Taylor Moment Expansion for Continuous-Discrete Gaussian Filtering and Smoothing
This addresses a problem in signal processing and control for applications like robotics or finance, offering a novel method for a known bottleneck in non-linear filtering.
The paper tackled non-linear Gaussian filtering and smoothing in continuous-discrete state-space models by proposing a Taylor moment expansion (TME) method, which approximates SDE moments with a temporal Taylor expansion and demonstrated significant outperformance over state-of-the-art methods in estimation accuracy and numerical stability in numerical experiments.

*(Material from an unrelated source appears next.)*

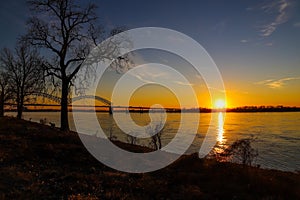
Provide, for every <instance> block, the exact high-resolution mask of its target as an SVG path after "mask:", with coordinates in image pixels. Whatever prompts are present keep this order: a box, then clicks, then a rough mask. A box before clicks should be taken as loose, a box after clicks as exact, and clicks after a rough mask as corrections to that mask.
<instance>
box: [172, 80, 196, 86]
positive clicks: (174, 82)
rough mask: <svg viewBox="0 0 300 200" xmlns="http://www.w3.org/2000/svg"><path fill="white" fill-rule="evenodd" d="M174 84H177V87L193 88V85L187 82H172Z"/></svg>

The paper is concerned with non-linear Gaussian filtering and smoothing in continuous-discrete state-space models, where the dynamic model is formulated as an Itô stochastic differential equation (SDE), and the measurements are obtained at discrete time instants. We propose novel Taylor moment expansion (TME) Gaussian filter and smoother which approximate the moments of the SDE with a temporal Taylor expansion. Differently from classical linearisation or Itô--Taylor approaches, the Taylor expansion is formed for the moment functions directly and in time variable, not by using a Taylor expansion on the non-linear functions in the model. We analyse the theoretical properties, including the positive definiteness of the covariance estimate and stability of the TME Gaussian filter and smoother. By numerical experiments, we demonstrate that the proposed TME Gaussian filter and smoother significantly outperform the state-of-the-art methods in terms of estimation accuracy and numerical stability.